Dowling v Chicago Options Associates, Inc
In 2007, the company was the subject of a decision in a lawsuit before the Illinois Supreme Court[20][21] when a creditor argued that it was owed monies from the defendants after judgments were obtained against them.[21] The court ruled against the creditor and in favor of the law firm, stating that the retainer owed to the firm took precedence.[21][22] In Dowling v Chicago Options Associates, Inc, the Illinois Supreme Court ruled that preemptive retainers used by attorneys were acceptable arrangements with clients.[20][23][24]
The original case was between plaintiff Brian Dowling and defendants Chicago Options Associates and Michael E. Davis,[25] in which Dowling won a judgement of $817,830.45 from the defendants.[25] After the court entered its judgement against him, Davis then tried to shield his assets from the plaintiff[25] using his attorney-client relationship with the law firm of DLA Piper to assist him in buying a home in Florida.[25] As part of this arrangement, Davis transferred funds into a trust account controlled by DLA Piper.[25] At that time, as stated in the contract between DLA Piper and Davis, the law firm was allocated $100,000 of those funds as its retainer;[25] the funds were used to pay day-to-day company expenses.[25]
When Dowling's attorneys learned about the retainer to DLA Piper they asked the court to order the return of the retainer to the plaintiff,[25] and the circuit court ruled in favor of Dowling.[25] On appeal, the decision was upheld.[25] The Illinois Supreme Court reversed the circuit-court decision, ruling that the retainer was the property of DLA Piper and not Dowling.[25]
Both the Illinois State Bar Association and Chicago Bar Association filed amicus curiae briefs in the case favoring the law firm's position.[20][26] The case dealt with the concept of an advance payment retainer, a fee given to an attorney for later services to a client.[20] An advance payment retainer became part of an attorney's assets as soon as it was paid, regardless of subsequent events.[27] More common types of retainer defined by the court included the classic retainer (also known as a true retainer)[28] and the security retainer.[20][29] A classic retainer was described by the court as one used in an attorney-client relationship for a set length of time or a particular purpose.
The case became a parameter for defining retainers in Illinois.[33][34][35] The Illinois Bar Journal observed in 2009, "The starting point for any discussion of getting paid for work in the private practice of law is retainer fees. In Dowling v Chicago Options Associates, Inc ... the supreme court identified three types of lawyer retainer fees that are permissible in this state ..." and referred to the legal descriptions as "Dowling fee classifications".[33]

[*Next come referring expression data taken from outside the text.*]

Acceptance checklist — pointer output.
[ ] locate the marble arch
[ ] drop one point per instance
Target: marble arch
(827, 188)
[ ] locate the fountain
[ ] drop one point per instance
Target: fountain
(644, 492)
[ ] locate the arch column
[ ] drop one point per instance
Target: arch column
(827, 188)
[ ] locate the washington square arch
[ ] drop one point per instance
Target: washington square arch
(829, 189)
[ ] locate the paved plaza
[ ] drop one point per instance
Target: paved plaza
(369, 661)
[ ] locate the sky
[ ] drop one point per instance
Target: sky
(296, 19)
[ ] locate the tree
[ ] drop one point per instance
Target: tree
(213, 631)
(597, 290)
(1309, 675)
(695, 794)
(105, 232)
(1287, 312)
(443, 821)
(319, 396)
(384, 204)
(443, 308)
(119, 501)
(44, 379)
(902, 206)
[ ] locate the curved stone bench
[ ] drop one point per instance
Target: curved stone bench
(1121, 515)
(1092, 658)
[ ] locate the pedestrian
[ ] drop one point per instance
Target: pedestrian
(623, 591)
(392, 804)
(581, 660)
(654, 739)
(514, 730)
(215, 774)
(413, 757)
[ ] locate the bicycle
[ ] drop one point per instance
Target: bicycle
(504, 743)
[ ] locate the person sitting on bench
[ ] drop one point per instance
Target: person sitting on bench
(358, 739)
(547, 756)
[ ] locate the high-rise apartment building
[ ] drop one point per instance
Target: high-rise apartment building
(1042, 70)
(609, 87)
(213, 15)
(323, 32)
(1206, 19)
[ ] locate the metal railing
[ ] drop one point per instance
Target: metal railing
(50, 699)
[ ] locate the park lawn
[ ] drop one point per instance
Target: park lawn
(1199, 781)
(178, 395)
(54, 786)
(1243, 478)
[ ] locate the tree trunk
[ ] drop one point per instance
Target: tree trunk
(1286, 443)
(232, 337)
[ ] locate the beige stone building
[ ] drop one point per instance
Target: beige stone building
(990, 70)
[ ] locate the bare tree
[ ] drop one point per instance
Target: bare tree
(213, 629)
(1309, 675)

On July 1, 2009, the Illinois Supreme Court codified the definitions set forth in the case as a rule applicable to the practice of law in the state;[36] known as Rule 1.15(c),[37] it came into practice on January 1, 2010.[38] The Illinois Bar Journal noted, "Paragraph (c) of the rule reflects the recent supreme court decision in Dowling v Chicago Options Associates, Inc (4) and describes in detail the so-called advance payment retainer recognized in Dowling."[36]